Comment traiter de manière impartiale une plainte pour violences conjugales et apporter à la victime la protection nécessaire quand on a soi-même été condamné pour des faits similaires ?
Cette affaire, et les questionnements qu’elle suscite, ont été le point de départ du travail Sophie Boutboul et Ilioné Schultz. Alors que France 2 se mobilise cette semaine à l’occasion de la Journée internationale de lutte contre les violences faites aux femmes, les deux journalistes ont consacré un documentaire au phénomène des violences conjugales au sein des forces de l’ordre. Il est diffusé ce jeudi 23 novembre dans Complément d’enquête.
Intimidations et esprit de corps
Car les violences conjugales au sein de la police et de la gendarmerie sont loin d’être marginales.

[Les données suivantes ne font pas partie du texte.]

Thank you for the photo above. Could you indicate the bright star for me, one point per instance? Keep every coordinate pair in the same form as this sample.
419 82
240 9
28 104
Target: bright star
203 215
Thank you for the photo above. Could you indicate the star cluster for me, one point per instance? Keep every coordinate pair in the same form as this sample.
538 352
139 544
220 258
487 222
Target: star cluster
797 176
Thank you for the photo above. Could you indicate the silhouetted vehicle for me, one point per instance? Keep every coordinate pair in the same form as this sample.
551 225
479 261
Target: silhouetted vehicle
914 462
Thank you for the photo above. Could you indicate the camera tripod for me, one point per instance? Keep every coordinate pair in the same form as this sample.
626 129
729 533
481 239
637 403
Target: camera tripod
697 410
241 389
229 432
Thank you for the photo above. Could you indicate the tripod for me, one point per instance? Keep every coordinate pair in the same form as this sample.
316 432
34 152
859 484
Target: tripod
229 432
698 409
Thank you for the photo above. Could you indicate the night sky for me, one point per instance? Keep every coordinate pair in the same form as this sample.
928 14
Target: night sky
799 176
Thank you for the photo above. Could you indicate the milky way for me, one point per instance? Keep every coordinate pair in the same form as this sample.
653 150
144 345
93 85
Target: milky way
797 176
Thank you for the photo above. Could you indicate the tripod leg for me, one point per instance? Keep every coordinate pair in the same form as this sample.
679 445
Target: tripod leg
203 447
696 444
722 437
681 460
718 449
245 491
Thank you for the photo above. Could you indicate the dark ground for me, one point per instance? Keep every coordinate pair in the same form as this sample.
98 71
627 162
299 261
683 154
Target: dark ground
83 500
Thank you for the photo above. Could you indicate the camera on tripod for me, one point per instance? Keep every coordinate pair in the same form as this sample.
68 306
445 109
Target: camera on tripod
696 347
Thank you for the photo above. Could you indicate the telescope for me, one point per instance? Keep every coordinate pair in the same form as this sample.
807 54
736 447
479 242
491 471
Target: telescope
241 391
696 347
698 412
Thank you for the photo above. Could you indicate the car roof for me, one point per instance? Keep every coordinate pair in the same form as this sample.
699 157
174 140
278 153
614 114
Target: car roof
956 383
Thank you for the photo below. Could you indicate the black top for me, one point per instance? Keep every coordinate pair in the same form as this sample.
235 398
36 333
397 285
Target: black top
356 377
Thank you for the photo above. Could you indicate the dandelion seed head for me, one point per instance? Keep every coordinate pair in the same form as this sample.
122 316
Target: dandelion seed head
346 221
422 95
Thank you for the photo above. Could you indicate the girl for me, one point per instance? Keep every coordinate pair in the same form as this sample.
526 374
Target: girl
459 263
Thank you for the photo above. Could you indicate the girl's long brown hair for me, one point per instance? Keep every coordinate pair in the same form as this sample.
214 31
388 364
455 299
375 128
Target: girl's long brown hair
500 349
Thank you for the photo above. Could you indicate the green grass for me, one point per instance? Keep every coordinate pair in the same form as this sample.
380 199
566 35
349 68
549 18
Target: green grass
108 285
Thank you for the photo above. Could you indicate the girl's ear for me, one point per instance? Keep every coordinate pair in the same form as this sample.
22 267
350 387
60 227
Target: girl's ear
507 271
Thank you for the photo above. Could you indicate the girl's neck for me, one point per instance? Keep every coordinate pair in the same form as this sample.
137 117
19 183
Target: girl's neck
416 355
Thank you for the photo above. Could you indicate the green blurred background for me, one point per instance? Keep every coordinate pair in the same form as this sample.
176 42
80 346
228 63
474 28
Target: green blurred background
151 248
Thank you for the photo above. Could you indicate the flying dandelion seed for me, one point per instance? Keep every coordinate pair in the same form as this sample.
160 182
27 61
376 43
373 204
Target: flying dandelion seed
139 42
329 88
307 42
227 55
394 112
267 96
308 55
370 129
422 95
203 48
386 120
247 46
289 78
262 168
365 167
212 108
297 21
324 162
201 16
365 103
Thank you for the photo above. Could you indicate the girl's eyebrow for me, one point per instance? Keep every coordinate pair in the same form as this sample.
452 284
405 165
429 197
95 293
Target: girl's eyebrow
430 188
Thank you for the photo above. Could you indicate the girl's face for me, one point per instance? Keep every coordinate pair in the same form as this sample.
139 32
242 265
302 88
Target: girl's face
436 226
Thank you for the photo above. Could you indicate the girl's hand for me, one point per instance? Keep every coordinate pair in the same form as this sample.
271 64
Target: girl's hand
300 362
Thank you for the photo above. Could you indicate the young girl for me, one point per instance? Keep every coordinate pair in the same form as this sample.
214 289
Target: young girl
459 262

Selon les chiffres que Sophie Boutboul et Illioné Schultz ont réussi à se procurer auprès du ministère de l’Intérieur, 470 policiers et 430 gendarmes ont été mis en cause dans des affaires de violences conjugales, entre 2021 et aujourd’hui. « On ne peut pas vraiment savoir si les chiffres du ministère sont exhaustifs, explique à ELLE Sophie Boutboul. Quand ces policiers et gendarmes restent en poste, ils restent en contact avec des victimes. Nous voulions montrer l’impact que cela pouvait avoir sur la société. »
Après le féminicide de Chahinez Daoud, Gérald Darmanin avait annoncé que tout policier ou gendarme condamné pour violences conjugales ne devait plus être en contact avec le public. Le documentaire montre pourtant que cette consigne est loin d’être appliquée. Pire : les journalistes ont démontré que certains officiers en charge de brigades spécialisées dans les violences intrafamiliales sont eux aussi mis en cause dans des affaires similaires.

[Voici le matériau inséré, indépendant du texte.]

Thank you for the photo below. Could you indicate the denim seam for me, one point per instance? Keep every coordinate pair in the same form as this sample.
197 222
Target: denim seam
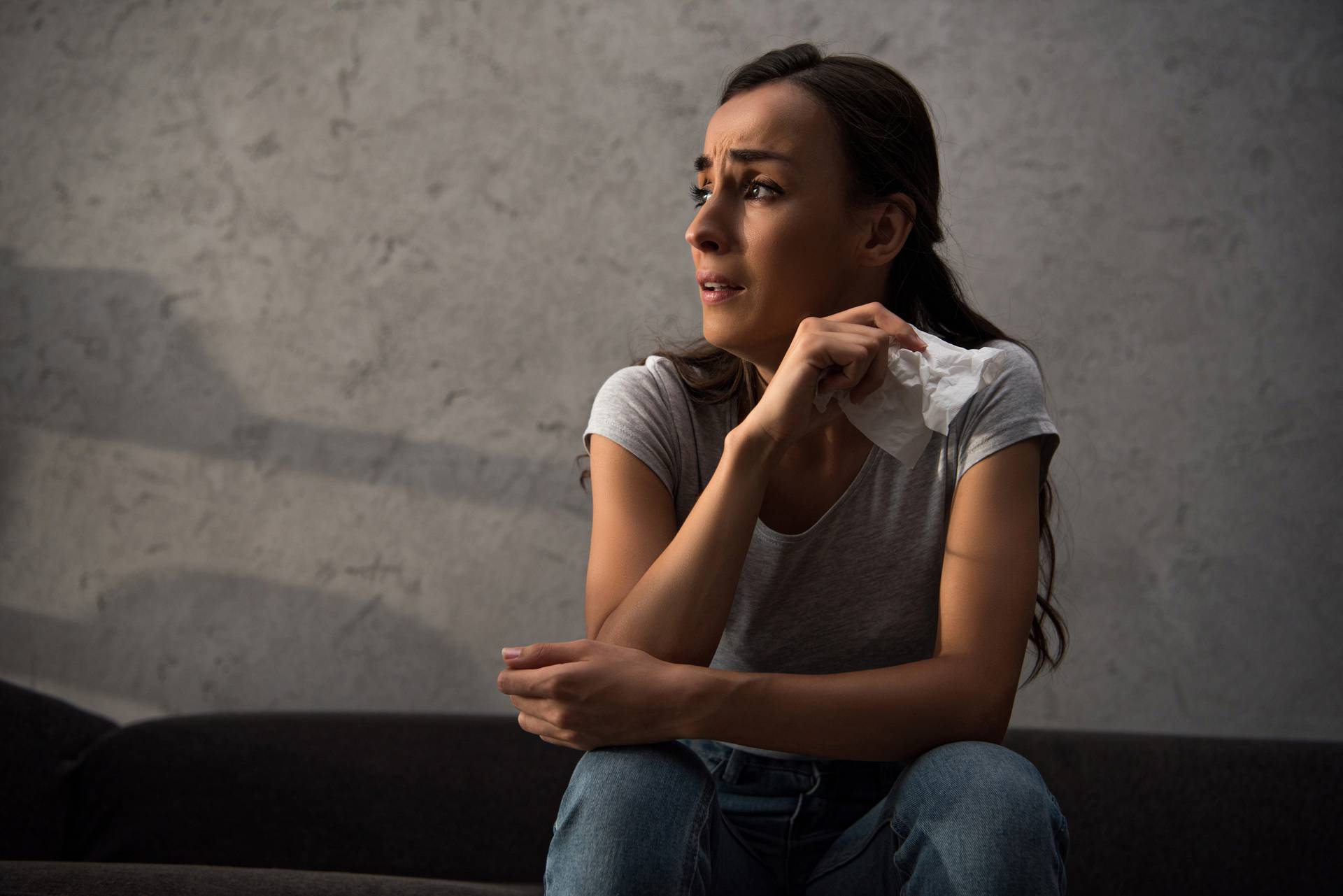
848 856
692 849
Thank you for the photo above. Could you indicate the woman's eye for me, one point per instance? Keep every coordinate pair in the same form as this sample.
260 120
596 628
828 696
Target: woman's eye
700 195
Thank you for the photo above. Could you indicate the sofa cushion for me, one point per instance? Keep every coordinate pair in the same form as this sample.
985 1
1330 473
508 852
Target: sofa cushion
454 797
134 879
1156 813
43 739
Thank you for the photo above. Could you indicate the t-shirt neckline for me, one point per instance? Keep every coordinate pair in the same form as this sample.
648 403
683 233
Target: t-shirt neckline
833 511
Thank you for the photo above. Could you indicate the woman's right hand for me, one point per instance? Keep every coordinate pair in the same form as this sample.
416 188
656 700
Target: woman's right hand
846 350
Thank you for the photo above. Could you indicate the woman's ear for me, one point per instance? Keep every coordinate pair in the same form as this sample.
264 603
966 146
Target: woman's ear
890 229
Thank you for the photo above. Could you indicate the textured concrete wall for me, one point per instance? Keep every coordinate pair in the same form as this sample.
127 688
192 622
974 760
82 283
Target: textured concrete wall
304 308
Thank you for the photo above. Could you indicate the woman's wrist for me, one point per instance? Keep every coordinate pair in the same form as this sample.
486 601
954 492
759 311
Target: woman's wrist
753 446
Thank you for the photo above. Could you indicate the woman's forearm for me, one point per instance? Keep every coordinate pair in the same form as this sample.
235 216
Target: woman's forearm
678 609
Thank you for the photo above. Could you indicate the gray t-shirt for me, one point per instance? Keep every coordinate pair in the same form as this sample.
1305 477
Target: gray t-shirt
860 589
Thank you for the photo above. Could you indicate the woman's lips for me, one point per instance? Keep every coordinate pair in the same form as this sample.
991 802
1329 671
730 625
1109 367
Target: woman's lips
715 296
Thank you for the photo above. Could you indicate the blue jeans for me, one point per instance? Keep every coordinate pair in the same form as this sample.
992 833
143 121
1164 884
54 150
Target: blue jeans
697 817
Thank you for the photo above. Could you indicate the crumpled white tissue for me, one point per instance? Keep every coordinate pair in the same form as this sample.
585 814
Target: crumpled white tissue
922 394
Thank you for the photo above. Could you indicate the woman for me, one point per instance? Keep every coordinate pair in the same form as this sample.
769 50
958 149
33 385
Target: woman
802 656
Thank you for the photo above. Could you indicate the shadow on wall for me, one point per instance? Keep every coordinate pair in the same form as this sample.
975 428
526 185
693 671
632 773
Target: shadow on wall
101 355
245 643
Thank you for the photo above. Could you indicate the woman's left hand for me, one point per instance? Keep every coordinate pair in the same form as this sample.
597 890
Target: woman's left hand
590 693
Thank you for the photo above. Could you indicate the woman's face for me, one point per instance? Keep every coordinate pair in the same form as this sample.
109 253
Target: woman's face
775 226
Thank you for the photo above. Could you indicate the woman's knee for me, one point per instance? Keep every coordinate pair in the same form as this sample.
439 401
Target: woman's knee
978 777
636 774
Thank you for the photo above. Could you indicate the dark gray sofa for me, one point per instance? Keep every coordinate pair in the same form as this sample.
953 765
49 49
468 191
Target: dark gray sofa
391 804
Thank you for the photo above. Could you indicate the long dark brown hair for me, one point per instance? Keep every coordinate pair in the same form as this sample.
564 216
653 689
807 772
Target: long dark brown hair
888 143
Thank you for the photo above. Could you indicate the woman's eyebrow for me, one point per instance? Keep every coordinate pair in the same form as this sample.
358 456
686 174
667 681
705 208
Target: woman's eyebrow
743 156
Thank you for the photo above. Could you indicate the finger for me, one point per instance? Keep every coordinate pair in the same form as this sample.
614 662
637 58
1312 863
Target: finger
880 316
546 653
872 378
852 354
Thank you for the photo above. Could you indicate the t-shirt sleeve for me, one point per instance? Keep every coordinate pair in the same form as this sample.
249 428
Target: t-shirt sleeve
633 410
1007 411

Sophie Boutboule et Illioné Schultz sont allés les confronter, et ont aussi donné la parole à d’anciennes compagnes de policiers ou gendarmes violents. Comme Anaïs, qui vit dans la peur de son ancien concubin, fonctionnaire dans une brigade canine, et qui utilise les moyens mis à sa disposition dans le cadre professionnel pour la surveiller et la menacer.

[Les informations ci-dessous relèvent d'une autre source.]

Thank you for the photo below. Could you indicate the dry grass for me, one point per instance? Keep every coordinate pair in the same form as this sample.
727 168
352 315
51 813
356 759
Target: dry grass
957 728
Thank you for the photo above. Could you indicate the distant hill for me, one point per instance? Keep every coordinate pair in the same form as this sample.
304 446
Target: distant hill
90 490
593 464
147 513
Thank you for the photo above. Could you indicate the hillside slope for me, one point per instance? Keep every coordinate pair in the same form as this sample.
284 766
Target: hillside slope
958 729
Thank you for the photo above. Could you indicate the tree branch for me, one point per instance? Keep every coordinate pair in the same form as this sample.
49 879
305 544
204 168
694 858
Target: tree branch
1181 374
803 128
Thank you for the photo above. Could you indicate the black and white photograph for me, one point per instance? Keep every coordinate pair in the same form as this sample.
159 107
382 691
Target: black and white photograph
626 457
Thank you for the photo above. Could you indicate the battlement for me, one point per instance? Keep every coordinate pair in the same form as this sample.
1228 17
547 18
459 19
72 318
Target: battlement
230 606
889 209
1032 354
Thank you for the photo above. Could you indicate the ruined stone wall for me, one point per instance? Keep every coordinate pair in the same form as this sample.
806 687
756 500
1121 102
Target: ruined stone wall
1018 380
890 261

« Dans le discours de ces policiers et gendarmes, on retrouve une forme d’intimidation liée à l’utilisation de leur fonction. Toutes les femmes que nous avons rencontrées rapportent des propos du type : ‘C’est moi le gendarme, c’est moi la loi !’ Ou encore : ‘C’est ta parole contre la mienne.’ Ces propos dissuadent de porter plainte parce qu’ils mettent en avant leur réseau. Même si leur pouvoir n’est pas réel, cela terrifie », analyse Ilioné Schultz.
Si l’ex-conjoint d’Anaïs a depuis écopé de 8 mois de prison avec sursis pour l’avoir frappée et menacée avec son arme de service, le documentaire met en lumière l’esprit de corps qui profite aux hommes violents en uniforme. Protégés par leurs pairs et parfois même par leur hiérarchie, les fonctionnaires et gendarmes auteurs de violences conjugales profitent de l’omerta et jouissent d’une impunité au détriment de la parole de leurs victimes.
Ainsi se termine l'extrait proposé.